Global and data center network technology
Global and data center network technology
Reliable high-performance networking is central to modern computing, from WANs connecting cell phones to massive cloud data stores, to the low-latency datacenter-internal interconnects that deliver high-speed access to storage and fine-grained distributed computing, to under-ocean cables that connect Google’s data centers around the globe. Because our distributed computing infrastructure is a key strategy for the company, Google has long focused on building network infrastructure to support its scale, availability, and performance needs, and to apply our expertise and infrastructure to solve similar problems for Cloud customers. This infrastructure requires constant redesign, as the demands on networking continue to increase exponentially.

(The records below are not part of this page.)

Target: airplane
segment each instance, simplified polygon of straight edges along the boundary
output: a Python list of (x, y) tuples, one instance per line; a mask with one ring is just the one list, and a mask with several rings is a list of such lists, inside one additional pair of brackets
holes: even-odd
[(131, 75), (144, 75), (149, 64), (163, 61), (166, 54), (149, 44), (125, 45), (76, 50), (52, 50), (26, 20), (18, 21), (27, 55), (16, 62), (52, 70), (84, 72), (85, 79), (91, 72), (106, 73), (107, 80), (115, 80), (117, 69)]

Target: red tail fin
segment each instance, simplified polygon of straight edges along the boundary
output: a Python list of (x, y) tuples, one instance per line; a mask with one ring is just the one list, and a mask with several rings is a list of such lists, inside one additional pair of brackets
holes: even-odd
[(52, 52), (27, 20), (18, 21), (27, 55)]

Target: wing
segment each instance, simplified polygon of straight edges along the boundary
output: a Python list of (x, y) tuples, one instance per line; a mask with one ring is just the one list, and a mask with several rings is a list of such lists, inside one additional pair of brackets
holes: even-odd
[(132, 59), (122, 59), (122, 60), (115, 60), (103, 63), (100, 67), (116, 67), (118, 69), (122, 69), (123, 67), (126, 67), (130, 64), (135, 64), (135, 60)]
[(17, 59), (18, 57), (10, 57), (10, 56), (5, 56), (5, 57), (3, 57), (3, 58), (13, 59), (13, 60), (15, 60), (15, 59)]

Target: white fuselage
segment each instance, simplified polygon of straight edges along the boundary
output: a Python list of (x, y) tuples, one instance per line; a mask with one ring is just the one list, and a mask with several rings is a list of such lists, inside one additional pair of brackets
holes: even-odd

Systems software to manage massive scale
Systems software to manage massive scale
Google has continuously invested in the development of highly performant, fault-tolerant, and efficient Cloud computing environments at scale. Google’s Technical Infrastructure Engineers have pioneered approaches such as containers (resource isolation), Borg (cluster-wide resource management), Kubernetes (serverless distributed computing), the Andromeda virtual network stack, the Anthos multi-cloud environment, global-scale consensus, user-level messaging and more. Our research and development helps define the systems-level abstractions that allow new technologies and specialized resources -- such as ML engines and TPUs -- to be introduced into a reliable global cloud infrastructure.

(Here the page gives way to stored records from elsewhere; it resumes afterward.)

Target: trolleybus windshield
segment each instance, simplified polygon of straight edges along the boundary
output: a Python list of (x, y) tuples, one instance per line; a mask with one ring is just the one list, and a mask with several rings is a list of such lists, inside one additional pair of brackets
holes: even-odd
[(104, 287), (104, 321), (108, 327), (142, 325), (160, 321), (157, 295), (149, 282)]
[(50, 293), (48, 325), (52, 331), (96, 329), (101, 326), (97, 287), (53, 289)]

Data storage, management, and analytics
Data storage, management, and analytics
There are  perhaps no larger focused-purpose distributed systems than today’s hyperscaler storage and data management systems, which are driven by enormous increases in data production and collection, and the need to process and learn from that data.  At Google, we manage every end of this pipeline, from data storage in enormous farms of hard disks and SSDs, providing both cheap bulk storage and fast high throughput storage, to global database systems such as BigQuery and Spanner. The scale, heterogeneity, and complexity of our data systems can present challenges and opportunities for innovations across the board.  We are focused on expanding Google technical stewardship in helping to provide safe, reliable, secure, and efficient data storage, management, and processing, while exploring new and disruptive technologies.

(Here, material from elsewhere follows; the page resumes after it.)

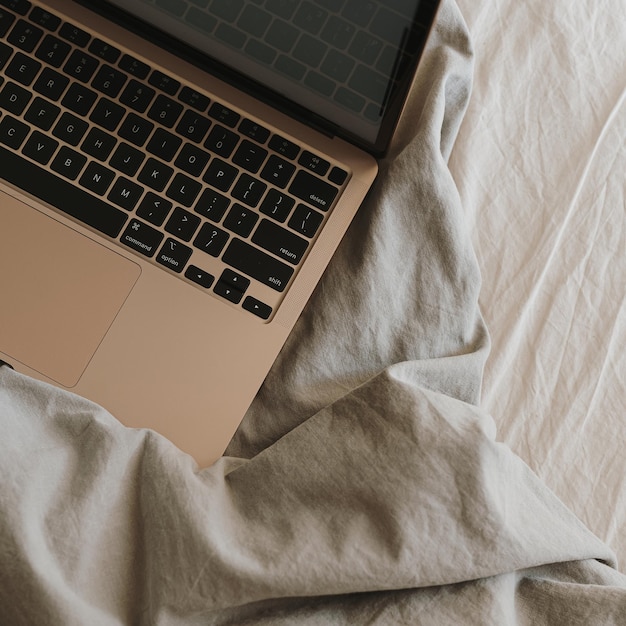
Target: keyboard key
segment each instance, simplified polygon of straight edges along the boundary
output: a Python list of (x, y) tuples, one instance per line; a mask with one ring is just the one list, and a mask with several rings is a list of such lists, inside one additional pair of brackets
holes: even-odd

SystemsResearch@Google (SRG)
SystemsResearch@Google (SRG)
Started in 2021, SystemsResearch@Google (SRG) is a research team positioned in the heart of Google technical systems and infrastructure engineering organization. SRG’s mission is to shape the future of hyperscaler systems design for Google by inventing, incubating, and infusing new concepts, designs, and technologies into Google applications, systems, and data centers. The team’s position can allow integrated engagement with engineering and product teams, enabling joint exploration in concert with transformative workloads.  The SRG team is also forging strong relationships with external research communities working on pressing systems-research problems.